In the mid 1990s, EAI was the darling of the education privatization movement, and it won several high-profile contracts to run public schools in Baltimore and Hartford. It promised it could run the public schools for the same amount of money, improve achievement – and make a profit. It failed on all three counts.

After being kicked out of Baltimore and Hartford, CT, EAI changed its name to Tesseract and moved its headquarters to Arizona. Thereit took advantage of the state’s lax charter schools law and opened up 13 charter schools in the Phoenix area, along with private schools and private preschools.

Originally, the company focused on taking over public schools in low-income urban areas, arguing that the problems in inner-city schools rested in mismanagement, not lack of resources. In recent years, the company zeroed in on more lucrative markets.

These days, Tesseract “prides itself on rigorous courses described as ‘Harvard for children’ and attracts the sons and daughters of major sports stars from the Phoenix Suns and Arizona Diamondbacks,” according to the Arizona Republic.

But even catering to the rich has not solved the company’s woes. Parents at the company’s Ahwautukee campus in the Phoenix area said that despite $8,000-a-year tuition, money has been so tight that “the school couldn’t afford the postage to mail report cards home,” the Arizona Republic reported.

The company’s stock, which reached a peak of $48.75 several years ago, is now worth pennies.

Not to worry about Tesseract executives, however. As is true with other for-profit education companies, top executives insulated themselves from the company’s financial miseries. Tesseract founder John Golle, for example, made a net gain of roughly $1.75 million in two months alone in the fall of 1993, cashing in stock options while the stock was still relatively high.
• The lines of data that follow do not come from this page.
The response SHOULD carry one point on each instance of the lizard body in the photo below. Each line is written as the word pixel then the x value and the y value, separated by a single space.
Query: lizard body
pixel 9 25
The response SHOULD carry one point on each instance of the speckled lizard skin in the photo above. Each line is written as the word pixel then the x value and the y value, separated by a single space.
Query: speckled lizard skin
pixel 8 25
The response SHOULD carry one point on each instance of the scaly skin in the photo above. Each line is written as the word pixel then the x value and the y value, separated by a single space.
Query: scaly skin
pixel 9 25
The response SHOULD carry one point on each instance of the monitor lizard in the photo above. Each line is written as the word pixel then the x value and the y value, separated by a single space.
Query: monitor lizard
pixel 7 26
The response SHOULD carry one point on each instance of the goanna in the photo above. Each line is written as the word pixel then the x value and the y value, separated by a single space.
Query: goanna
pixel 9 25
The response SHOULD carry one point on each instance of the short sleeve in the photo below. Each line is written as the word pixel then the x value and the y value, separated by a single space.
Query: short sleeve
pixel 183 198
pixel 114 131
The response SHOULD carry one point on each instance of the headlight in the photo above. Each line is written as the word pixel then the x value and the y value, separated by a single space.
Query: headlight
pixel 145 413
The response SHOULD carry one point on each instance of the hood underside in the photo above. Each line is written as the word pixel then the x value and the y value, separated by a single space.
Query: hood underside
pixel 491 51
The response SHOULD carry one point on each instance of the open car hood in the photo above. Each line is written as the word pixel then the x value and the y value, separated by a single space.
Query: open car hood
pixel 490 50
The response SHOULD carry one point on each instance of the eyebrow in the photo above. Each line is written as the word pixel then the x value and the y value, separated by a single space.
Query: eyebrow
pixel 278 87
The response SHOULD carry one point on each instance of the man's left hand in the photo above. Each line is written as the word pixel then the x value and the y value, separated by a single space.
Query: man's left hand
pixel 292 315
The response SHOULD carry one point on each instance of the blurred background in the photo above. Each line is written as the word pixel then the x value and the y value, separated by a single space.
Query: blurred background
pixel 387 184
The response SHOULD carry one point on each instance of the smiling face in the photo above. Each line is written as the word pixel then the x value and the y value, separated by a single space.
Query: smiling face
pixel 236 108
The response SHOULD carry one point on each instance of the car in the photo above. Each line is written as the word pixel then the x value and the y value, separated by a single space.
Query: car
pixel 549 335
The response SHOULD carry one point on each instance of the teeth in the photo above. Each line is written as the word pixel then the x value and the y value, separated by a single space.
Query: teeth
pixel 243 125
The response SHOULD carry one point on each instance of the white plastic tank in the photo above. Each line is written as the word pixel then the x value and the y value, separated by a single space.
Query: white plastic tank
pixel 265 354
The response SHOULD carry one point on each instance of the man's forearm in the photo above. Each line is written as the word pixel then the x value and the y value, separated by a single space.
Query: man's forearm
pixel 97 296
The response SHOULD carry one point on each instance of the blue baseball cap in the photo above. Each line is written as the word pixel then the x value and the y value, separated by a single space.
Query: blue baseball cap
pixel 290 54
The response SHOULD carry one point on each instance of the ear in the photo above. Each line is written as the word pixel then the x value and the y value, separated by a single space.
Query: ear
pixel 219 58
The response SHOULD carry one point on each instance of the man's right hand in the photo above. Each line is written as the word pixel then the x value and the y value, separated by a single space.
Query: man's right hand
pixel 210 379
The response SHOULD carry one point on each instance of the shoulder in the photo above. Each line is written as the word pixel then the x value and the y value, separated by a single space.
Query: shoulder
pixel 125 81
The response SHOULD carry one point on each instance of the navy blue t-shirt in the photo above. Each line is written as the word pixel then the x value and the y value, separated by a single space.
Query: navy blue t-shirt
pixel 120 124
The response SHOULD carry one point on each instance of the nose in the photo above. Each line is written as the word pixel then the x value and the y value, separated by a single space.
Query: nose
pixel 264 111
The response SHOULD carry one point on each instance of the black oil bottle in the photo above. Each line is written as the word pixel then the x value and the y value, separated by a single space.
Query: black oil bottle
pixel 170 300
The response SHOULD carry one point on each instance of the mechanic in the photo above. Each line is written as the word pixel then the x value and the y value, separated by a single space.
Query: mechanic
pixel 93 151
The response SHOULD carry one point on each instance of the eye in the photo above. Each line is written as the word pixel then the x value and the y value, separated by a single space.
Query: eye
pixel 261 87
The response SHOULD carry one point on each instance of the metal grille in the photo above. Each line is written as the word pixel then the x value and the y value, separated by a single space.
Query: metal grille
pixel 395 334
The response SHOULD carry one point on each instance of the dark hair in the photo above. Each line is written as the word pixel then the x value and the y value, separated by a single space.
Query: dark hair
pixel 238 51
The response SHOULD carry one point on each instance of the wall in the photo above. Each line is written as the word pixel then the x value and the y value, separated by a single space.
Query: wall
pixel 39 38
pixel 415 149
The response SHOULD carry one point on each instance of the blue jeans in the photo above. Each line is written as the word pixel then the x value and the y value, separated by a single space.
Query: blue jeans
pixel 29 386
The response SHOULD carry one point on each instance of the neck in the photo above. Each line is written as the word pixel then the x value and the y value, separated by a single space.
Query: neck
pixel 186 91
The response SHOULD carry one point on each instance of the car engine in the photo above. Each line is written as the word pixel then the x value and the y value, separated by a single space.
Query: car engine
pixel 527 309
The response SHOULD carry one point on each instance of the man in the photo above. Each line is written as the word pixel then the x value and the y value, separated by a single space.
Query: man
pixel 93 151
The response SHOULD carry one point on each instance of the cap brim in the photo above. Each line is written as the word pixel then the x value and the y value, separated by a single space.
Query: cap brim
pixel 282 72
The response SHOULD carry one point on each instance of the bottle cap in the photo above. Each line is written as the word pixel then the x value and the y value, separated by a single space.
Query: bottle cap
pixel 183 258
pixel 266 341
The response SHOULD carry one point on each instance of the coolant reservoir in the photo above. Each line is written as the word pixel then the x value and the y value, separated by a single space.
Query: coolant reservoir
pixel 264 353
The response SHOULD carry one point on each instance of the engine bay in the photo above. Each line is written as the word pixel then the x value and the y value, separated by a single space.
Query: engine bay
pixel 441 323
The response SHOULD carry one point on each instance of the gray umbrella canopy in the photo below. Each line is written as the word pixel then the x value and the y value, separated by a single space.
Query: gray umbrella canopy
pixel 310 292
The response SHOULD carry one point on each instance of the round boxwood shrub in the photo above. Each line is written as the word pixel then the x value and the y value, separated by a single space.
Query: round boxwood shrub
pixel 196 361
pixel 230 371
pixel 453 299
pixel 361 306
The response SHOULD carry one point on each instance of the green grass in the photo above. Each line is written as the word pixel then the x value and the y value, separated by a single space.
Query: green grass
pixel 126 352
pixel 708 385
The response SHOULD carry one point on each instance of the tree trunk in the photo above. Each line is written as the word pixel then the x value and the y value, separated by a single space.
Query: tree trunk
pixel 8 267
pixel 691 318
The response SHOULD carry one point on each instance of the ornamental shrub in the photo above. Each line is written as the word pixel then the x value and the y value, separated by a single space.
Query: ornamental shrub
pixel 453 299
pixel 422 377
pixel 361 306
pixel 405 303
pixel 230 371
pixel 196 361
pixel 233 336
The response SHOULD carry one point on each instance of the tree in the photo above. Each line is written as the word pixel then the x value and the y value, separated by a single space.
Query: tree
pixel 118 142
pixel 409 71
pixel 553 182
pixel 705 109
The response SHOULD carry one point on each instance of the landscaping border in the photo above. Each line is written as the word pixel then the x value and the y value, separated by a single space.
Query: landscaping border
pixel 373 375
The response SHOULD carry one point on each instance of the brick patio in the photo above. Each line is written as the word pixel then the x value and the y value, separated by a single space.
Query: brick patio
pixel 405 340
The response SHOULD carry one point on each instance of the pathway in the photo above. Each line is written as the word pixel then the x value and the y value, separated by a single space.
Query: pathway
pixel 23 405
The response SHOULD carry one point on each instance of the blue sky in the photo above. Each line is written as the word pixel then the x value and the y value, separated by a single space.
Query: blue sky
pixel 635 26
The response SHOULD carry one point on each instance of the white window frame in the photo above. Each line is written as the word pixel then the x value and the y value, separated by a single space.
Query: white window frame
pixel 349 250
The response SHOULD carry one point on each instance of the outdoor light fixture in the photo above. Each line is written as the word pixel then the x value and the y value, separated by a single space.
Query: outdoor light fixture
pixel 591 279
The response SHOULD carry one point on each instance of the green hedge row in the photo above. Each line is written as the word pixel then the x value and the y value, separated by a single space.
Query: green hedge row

That was on top of Golle’s $181,170 in salary and bonus that year.

The company’s current plight is a far cry from 1993 when Michael Moe, an analyst with a brokerage company, touting EAI stock, extolled the virtues of for-profit education. “A lot of very smart business people have decided that EAI could be a big company in a hurry,” Moe told Rethinking Schools.

Perhaps those “very smart business people” weren’t so smart after all.